The tomb’s location, massive size, and hieroglyphic inscriptions written in plaster on bricks at the entrance to the limestone chamber identified it as the resting place of a pharaoh. Those inscriptions invoke the goddesses Isis and Nephthys, but the name of the king entombed there could not be read, Wegner says.
Excavations will continue through 2025 at the Abydos royal necropolis, along with efforts to protect, manage, and conserve the site structures.
Photograph by Dr. Josef Wegner, Penn Museum
The newfound tomb is much larger than Senebkay’s tomb, which suggests it may have been for one of the dynasty’s founding kings.
It was extensively looted by tomb robbers in antiquity, and so now no grave goods, sarcophagus, nor mummy remains. But what survives hints at its lost splendor.
“I think it would have been a very richly-equipped burial for this period in ancient Egypt,” Wegner says. “The architecture is quite impressive, so I think it probably attracted tomb robbery relatively early, and probably multiple times.”
The tomb’s architecture and its decorations deepen the modern understanding of funerary practices “in this very ancient and sacred cemetery,” says Anna-Latifa Mourad-Cizek, a historian and archaeologist at the University of Chicago who was not involved in the discovery.
The find will help Egyptologists better understand the Second Intermediate Period.
“This discovery is highly significant,” says Mourad-Cizek. “It adds to a very limited body of evidence on the rulers of this region, and on a fascinating period when Egypt was controlled by competing powers.”
The Second Intermediate Period came to a close around 1550 B.C., a few generations after this unnamed king was buried and perhaps soon after Senebkay ruled.
It ended with the expulsion of the Hyksos and Egypt’s unification under the Theban pharaoh Ahmose I, who founded the 18th dynasty of kings and Egypt’s New Kingdom—a prosperous age that lasted almost 500 years.
(These rebel queens of Egypt overthrew an empire.)
Wegner says that Egypt had somehow navigated this time conflict and internal fragmentation, and so the Second Intermediate Period was the key to understanding how the New Kingdom developed.
“This period was the foundation to that,” he says. “Every new find gives us an additional piece of the puzzle.”
The royal necropolis at Abydos is called the Mountain of Anubis, and archaeologists aim to cover more than 100,000 square feet of desert terrain searching for more tombs.
Photograph by Dr.
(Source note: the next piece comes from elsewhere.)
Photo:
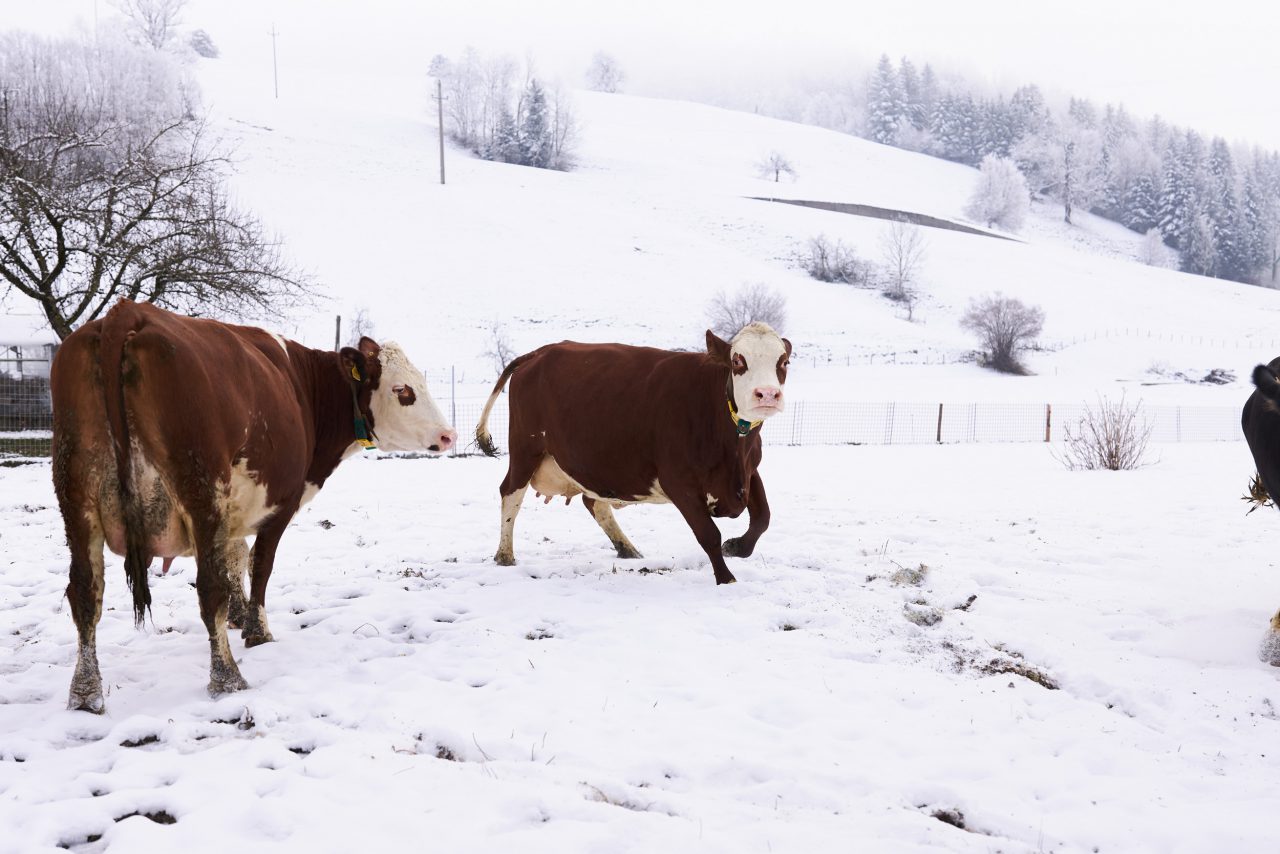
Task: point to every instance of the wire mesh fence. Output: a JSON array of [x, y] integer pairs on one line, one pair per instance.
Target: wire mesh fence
[[26, 407]]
Josef Wegner, Penn Museum
He also hopes the newfound tomb will lead to the discovery of tombs of other early pharaohs from the “lost” Abydos dynasty. “We’re pretty sure that there’s more of them,” he says. “The [previously found] Abydos tombs seemed to be in two main clusters, and this seems to be in an earlier cluster.”
Yale University Egyptologist Nicholas Brown, who also was not involved, noted parallels with the discovery of a royal tomb of Thutmose II earlier this year. That was the first royal tomb found at near the Valley of the Kings site since the 1922 discovery of Tutankhamun’s tomb—although any treasures from the latest tomb there have yet to be discovered.
Brown says the royal burial ground at Abydos was a precursor to the Valley of the Kings, which was established in the first stages of the New Kingdom.
“We see this pattern throughout Egyptian history, with families of royals establishing their own sacred burial sites,” he says.
Brown is currently leading excavations at Deir el-Ballas, on the banks of the Nile about halfway between Abydos and Luxor, where Theban kings may have launched some of their military campaigns against the Hyksos further north.
“It is going to be very interesting to see how this all fits in with what we thought we knew about this period and the different factions that were ruling throughout ancient Egypt,” he says.